I haven't worked on a project just for fun, to see what I can build for its own sake, not as a means to an end since before I started working "professionally" when I was like.. 14

I'm sure that's hubris; but after "letting myself go", getting excited about building something for fun & subsequently hyperfocusing and going on random project tangents for a week, I can say I definitely missed this, whatever it is.

Anyways, today's topic returns my blog to its "sequential read" namesake, and I can't think of a more beautiful way to do it. I can't wait to write about it, but first, I have to talk about what a spatial index is & why anyone would need such a thing.

And before I talk about spatial indexes, I probably need to talk about files.

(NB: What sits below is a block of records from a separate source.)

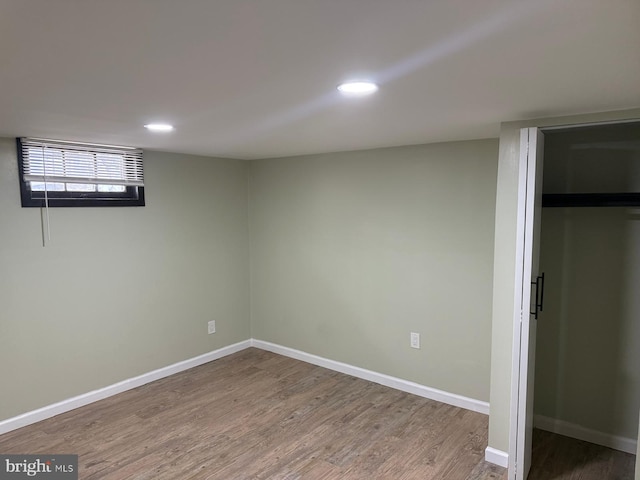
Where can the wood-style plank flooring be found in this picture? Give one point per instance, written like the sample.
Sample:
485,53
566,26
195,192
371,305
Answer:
257,415
555,457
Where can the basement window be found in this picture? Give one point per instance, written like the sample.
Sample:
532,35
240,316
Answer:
56,173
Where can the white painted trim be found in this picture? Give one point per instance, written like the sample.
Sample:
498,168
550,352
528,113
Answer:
516,351
386,380
86,398
497,457
628,445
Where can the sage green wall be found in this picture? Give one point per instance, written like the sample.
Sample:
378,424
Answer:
502,345
120,291
350,252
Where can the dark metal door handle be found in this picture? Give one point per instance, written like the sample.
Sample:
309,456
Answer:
539,296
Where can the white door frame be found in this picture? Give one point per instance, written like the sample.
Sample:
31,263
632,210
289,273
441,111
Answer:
519,379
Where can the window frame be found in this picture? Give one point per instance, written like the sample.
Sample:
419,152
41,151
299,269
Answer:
131,197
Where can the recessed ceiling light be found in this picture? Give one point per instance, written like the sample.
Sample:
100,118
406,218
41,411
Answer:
357,88
158,127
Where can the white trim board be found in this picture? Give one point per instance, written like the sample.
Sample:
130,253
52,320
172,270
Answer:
380,378
628,445
72,403
497,457
86,398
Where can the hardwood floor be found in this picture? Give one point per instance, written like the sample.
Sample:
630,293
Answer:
258,415
555,457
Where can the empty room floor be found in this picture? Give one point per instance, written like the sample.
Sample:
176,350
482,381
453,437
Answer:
258,415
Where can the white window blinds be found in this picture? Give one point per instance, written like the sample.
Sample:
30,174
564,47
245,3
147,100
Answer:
57,161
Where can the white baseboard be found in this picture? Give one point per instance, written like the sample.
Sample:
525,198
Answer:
382,379
628,445
81,400
497,457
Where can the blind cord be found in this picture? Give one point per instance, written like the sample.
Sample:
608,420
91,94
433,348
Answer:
46,205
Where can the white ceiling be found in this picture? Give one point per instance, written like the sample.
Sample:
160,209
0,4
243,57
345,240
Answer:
256,78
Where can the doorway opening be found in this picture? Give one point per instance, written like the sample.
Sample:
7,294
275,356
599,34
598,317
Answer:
587,374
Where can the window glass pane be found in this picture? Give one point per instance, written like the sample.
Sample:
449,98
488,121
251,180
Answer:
111,188
51,187
80,187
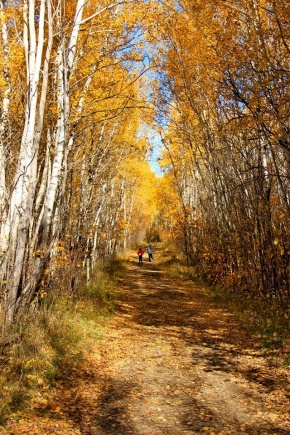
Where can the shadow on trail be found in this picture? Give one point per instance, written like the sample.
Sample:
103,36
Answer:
147,300
184,310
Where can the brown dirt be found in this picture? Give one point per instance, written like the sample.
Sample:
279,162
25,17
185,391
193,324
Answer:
171,362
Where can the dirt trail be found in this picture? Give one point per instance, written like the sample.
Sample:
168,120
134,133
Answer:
171,363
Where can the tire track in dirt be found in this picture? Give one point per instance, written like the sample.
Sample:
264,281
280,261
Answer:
171,363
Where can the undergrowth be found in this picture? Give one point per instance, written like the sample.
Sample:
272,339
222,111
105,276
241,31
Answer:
52,342
265,319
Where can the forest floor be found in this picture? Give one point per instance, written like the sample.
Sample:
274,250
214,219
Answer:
171,362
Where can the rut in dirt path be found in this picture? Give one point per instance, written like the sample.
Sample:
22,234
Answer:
184,366
171,363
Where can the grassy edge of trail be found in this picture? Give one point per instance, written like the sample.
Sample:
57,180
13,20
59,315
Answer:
53,340
56,337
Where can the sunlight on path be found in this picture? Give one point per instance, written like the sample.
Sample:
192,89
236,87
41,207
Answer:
172,363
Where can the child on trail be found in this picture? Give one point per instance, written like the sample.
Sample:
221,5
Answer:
150,252
140,254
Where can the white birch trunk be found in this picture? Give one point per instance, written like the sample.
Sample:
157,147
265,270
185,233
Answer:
4,230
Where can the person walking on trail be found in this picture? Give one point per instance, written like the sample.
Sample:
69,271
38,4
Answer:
150,252
140,254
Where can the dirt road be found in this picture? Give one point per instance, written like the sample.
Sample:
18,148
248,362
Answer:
171,363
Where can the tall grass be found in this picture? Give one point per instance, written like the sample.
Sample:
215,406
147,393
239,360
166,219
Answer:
53,340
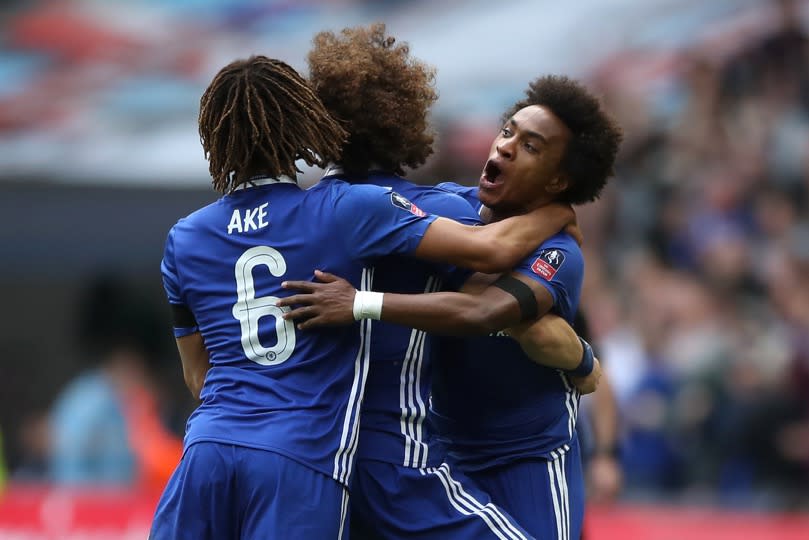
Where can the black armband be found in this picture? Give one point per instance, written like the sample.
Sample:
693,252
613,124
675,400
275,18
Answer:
524,295
182,316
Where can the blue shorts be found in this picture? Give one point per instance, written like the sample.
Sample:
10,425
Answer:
545,497
393,501
223,491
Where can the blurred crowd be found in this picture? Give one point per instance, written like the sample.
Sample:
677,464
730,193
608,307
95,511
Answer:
697,276
697,280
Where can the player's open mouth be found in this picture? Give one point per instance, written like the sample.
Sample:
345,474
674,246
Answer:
491,175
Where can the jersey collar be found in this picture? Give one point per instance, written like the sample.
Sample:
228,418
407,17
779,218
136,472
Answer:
264,181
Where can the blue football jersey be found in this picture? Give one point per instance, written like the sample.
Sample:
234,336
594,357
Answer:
397,392
490,403
271,386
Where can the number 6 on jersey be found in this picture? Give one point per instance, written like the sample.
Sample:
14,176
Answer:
248,309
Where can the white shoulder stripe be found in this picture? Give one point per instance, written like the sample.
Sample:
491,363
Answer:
349,440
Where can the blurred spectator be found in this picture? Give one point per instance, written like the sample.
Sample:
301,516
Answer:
105,425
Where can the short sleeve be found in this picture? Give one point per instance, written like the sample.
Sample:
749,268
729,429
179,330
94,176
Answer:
171,283
373,221
449,204
557,265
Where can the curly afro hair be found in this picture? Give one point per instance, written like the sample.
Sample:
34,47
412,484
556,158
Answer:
595,136
381,95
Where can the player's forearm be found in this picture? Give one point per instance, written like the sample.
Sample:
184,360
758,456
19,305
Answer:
492,248
518,236
446,313
550,342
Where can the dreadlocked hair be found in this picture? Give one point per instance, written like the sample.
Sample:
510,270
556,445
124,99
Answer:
595,135
258,116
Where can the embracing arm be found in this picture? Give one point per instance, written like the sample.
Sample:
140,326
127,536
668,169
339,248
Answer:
194,357
496,247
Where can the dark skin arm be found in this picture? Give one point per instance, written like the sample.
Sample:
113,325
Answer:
195,360
496,247
479,309
447,313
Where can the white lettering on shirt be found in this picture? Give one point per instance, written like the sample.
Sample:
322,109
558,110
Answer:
253,220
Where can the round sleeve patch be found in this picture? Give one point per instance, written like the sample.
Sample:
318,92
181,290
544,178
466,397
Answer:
548,263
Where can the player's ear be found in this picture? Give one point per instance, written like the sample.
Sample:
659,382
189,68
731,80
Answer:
558,184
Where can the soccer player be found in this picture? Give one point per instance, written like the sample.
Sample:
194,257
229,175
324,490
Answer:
402,486
269,451
509,424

Yes, files. Those things I leave on my desktop, piling up in an ever expanding array stretching across both my screens, until both screens are full and my linux desktop starts bugging out, forcing me to find other ways to sift through them.

Files are THE interface for storage on computers. If you've never written a file byte-by-byte yourself in a program, you might not be intimately familiar with the underlying interface, but files are treated like streams of bytes, one coming after another. This linearity probably harkens all the way back to spools of tape that were used with early computers,

 
 
or even the cosmic masses of theoretical paper tape associated with Turing Machines.

This linearity of files is built into just about every single storage API and storage hardware device under the sun. While some things may be slowly changing in the storage world (private browsing mode to evade paywall), this idea of streaming a linear sequence of bytes from a storage device probably isn't going anywhere soon. It's a really good idea; it works very well for just about everything.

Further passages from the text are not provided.